NTB Perluas Akses Kerja ke Jepang Melalui Program Magang

Kepala Dinas Tenaga Kerja dan Transmigrasi Provinsi NTB, Aidy Furqan, melepas 22 peserta program magang ke Jepang yang diselenggarakan oleh LPKS Bali Tosha Lombok Kochi Group di Hotel Lombok Garden, Kota Mataram, Jumat (22/05/2026). (Foto : Pemprov NTB)
Kepala Dinas Tenaga Kerja dan Transmigrasi Provinsi NTB, Aidy Furqan, melepas 22 peserta program magang ke Jepang yang diselenggarakan oleh LPKS Bali Tosha Lombok Kochi Group di Hotel Lombok Garden, Kota Mataram, Jumat (22/05/2026). (Foto : Pemprov NTB)

NTB, katigamagz.com – Kebutuhan tenaga kerja di Jepang mulai dimanfaatkan Pemerintah Provinsi Nusa Tenggara Barat (NTB) sebagai peluang untuk menyiapkan sumber daya manusia berdaya saing global. Tidak lagi sekadar mengirim pekerja ke luar negeri, Pemprov NTB kini mulai membangun sistem penyiapan tenaga kerja migran sejak di bangku sekolah.

Langkah itu terlihat dari pemberangkatan 22 peserta program magang ke Jepang yang difasilitasi LPKS Bali Tosha Lombok Kochi Group. Para peserta dijadwalkan berangkat bulan ini setelah menjalani pelatihan bahasa, pembinaan mental, hingga pembekalan budaya kerja Jepang.

Kepala Dinas Tenaga Kerja dan Transmigrasi NTB, Aidy Furqan, menilai Jepang menjadi salah satu pasar kerja paling potensial bagi generasi muda NTB karena tingginya kebutuhan tenaga kerja di negara tersebut.

Menurutnya, peluang itu harus dijawab dengan penyiapan tenaga kerja yang lebih serius dan terstruktur, bukan sekadar pelatihan menjelang keberangkatan.

“Dunia industri global membutuhkan SDM yang siap secara kemampuan, bahasa, disiplin, dan mental kerja. Karena itu penyiapan harus dilakukan sejak dini,” kata Aidy.

Pemprov NTB kini tengah menyiapkan konsep kelas migran atau kelas global di sekolah-sekolah. Program tersebut dirancang agar siswa mulai mengenal dunia kerja internasional sejak sekolah melalui pelatihan bahasa asing, keterampilan kerja, hingga penguatan karakter.

Selain itu, Disnakertrans NTB juga mendorong penguatan program SMA Double Track agar siswa memiliki kompetensi tambahan dan sertifikasi kerja di luar pendidikan formal.

Aidy mengatakan transformasi itu penting agar pekerja asal NTB tidak hanya menjadi tenaga kerja biasa, tetapi mampu bersaing di sektor-sektor yang membutuhkan keterampilan dan profesionalisme tinggi.
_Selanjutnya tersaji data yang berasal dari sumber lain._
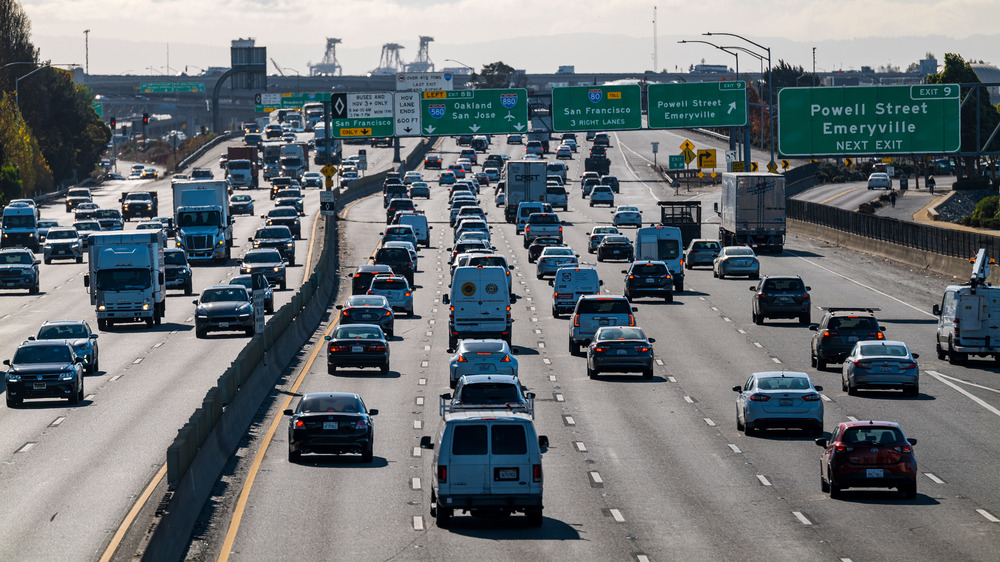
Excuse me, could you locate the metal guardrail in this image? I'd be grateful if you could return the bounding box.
[785,199,1000,259]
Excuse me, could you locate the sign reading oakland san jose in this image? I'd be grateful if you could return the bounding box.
[552,84,642,132]
[778,84,961,156]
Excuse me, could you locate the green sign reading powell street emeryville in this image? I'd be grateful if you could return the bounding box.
[778,84,961,156]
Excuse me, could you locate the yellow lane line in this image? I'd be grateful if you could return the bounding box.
[101,463,167,562]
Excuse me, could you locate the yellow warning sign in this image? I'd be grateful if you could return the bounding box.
[462,281,476,297]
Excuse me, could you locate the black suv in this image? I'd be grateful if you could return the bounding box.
[374,247,413,287]
[750,275,812,325]
[250,225,295,266]
[622,260,674,302]
[809,307,885,371]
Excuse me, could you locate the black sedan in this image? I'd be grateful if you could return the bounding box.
[587,326,656,379]
[3,341,83,408]
[285,392,378,462]
[193,285,254,338]
[261,207,302,238]
[250,226,295,266]
[324,324,389,375]
[597,235,635,261]
[528,236,566,263]
[240,248,286,291]
[337,295,395,338]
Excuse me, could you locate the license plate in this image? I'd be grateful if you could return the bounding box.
[497,468,517,480]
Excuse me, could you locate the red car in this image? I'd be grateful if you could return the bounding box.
[816,421,917,499]
[424,154,441,170]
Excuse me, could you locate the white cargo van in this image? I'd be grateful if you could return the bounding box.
[425,410,549,528]
[399,213,434,248]
[635,226,684,293]
[443,266,514,349]
[551,267,604,318]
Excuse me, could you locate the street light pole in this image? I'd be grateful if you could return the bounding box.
[702,32,774,166]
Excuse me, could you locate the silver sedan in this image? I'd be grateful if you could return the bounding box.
[841,340,920,396]
[712,246,760,279]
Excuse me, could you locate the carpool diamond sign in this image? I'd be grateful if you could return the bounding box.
[420,88,528,136]
[552,84,642,131]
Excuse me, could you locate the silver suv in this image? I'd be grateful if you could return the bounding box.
[569,295,639,355]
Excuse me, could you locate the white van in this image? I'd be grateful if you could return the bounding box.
[442,266,514,349]
[399,214,434,248]
[550,267,604,318]
[635,226,684,293]
[514,201,552,234]
[422,410,549,528]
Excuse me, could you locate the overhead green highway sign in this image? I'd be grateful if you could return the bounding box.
[647,80,747,129]
[778,84,961,156]
[552,84,642,131]
[420,88,528,136]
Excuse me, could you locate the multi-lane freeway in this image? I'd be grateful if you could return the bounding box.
[0,123,1000,560]
[168,131,1000,560]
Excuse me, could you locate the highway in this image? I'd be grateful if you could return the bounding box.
[184,131,1000,560]
[0,133,413,560]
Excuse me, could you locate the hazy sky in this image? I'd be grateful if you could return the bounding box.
[22,0,1000,74]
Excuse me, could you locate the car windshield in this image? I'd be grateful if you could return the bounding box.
[177,211,221,228]
[299,396,362,414]
[458,382,521,404]
[347,295,385,306]
[860,343,909,357]
[595,328,646,340]
[97,267,152,291]
[243,252,281,263]
[35,324,87,340]
[333,324,382,340]
[201,286,250,302]
[12,345,73,365]
[45,230,79,240]
[757,377,812,390]
[163,252,187,265]
[841,425,903,445]
[253,226,292,240]
[826,316,878,332]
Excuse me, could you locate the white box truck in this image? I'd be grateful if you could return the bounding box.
[173,180,233,263]
[716,172,785,252]
[83,230,167,330]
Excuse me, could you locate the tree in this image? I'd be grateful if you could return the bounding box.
[927,53,1000,177]
[469,61,515,88]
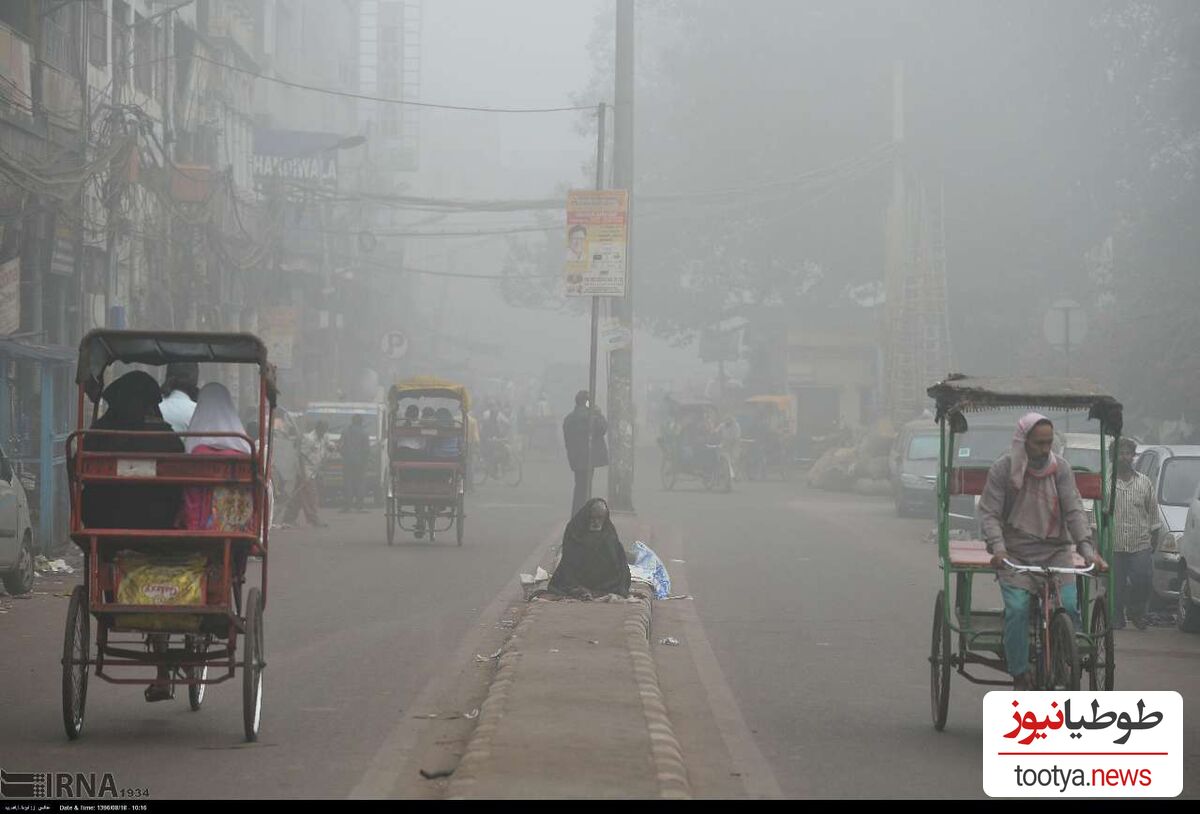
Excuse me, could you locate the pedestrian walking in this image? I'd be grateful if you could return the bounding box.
[342,415,371,514]
[1112,438,1160,630]
[563,390,608,517]
[283,421,329,528]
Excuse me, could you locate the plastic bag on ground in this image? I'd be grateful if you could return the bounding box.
[629,540,671,599]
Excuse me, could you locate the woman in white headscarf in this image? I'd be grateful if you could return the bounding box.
[979,413,1108,690]
[180,382,254,532]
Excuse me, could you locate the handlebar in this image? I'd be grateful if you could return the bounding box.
[1004,558,1096,575]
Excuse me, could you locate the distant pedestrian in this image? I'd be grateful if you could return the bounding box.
[1112,438,1160,630]
[341,415,371,514]
[283,421,329,528]
[563,390,608,517]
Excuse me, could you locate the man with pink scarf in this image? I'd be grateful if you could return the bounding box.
[979,413,1108,690]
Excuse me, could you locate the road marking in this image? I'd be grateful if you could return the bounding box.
[347,523,563,800]
[671,528,787,800]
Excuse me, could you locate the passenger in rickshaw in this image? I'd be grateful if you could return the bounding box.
[676,414,708,468]
[80,370,184,529]
[391,405,427,461]
[431,407,462,461]
[179,382,254,532]
[979,413,1108,690]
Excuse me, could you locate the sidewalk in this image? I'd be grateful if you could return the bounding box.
[449,517,691,800]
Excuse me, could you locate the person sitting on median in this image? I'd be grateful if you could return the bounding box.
[548,497,630,599]
[179,382,254,532]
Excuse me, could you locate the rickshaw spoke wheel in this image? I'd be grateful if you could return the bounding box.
[659,455,677,491]
[1087,597,1117,690]
[187,636,209,712]
[1048,610,1081,692]
[62,585,91,741]
[929,591,950,732]
[241,588,263,742]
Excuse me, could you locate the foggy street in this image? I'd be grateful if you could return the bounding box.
[0,0,1200,801]
[0,449,1200,798]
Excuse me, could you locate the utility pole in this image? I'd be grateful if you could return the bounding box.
[608,0,636,511]
[583,102,611,502]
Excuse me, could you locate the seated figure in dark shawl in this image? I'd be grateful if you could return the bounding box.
[550,497,629,599]
[83,370,184,528]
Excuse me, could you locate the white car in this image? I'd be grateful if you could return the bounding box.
[1176,486,1200,633]
[0,449,34,595]
[1133,445,1200,603]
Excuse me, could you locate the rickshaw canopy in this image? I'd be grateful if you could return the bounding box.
[76,329,278,406]
[926,376,1122,433]
[388,376,470,409]
[745,395,796,435]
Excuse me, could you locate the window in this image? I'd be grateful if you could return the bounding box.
[1158,457,1200,505]
[88,0,108,67]
[113,0,133,93]
[907,435,942,461]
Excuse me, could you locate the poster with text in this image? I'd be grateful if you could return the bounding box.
[564,190,629,297]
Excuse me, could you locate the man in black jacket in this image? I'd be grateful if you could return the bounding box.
[563,390,608,517]
[342,415,371,514]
Ia juga menyoroti budaya kerja Jepang yang menuntut ketepatan waktu, disiplin, dan kepatuhan terhadap aturan. Menurutnya, aspek tersebut menjadi tantangan utama bagi pekerja muda Indonesia yang akan bekerja di negeri tersebut.

“Anak-anak NTB harus mampu menyesuaikan diri dengan budaya kerja Jepang tanpa kehilangan identitas dan nilai budaya daerah,” ujarnya.

Selain bekerja, para peserta juga diminta menjadi duta budaya daerah dengan memperkenalkan tradisi, keramahan masyarakat, hingga potensi pariwisata NTB kepada masyarakat Jepang.

Sementara itu, Ketua LPKS Bali Tosha Lombok Kochi Group, Abdurahman, mengatakan minat perusahaan Jepang terhadap tenaga kerja asal Indonesia terus meningkat dalam beberapa tahun terakhir.

Ia menyebut total peserta yang dipersiapkan sebenarnya berjumlah 25 orang. Namun, tiga peserta telah lebih dulu diberangkatkan karena permintaan perusahaan penerima di Jepang.

Menurutnya, perusahaan-perusahaan Jepang kini tidak hanya mencari tenaga kerja dengan kemampuan teknis, tetapi juga pekerja yang memiliki mental kuat dan mampu mengikuti ritme kerja yang ketat.

“Yang paling berat biasanya adaptasi terhadap disiplin dan budaya kerja. Karena itu pembekalan mental dan etika menjadi fokus utama pelatihan,” katanya.

Di sisi lain, kerja sama penyiapan tenaga kerja juga mulai diperluas ke sekolah menengah. Dalam kesempatan itu, dilakukan penandatanganan kerja sama pembelajaran bahasa Jepang secara daring antara Bali Tosha Lombok Kochi Group dan SMAN 1 Gerung.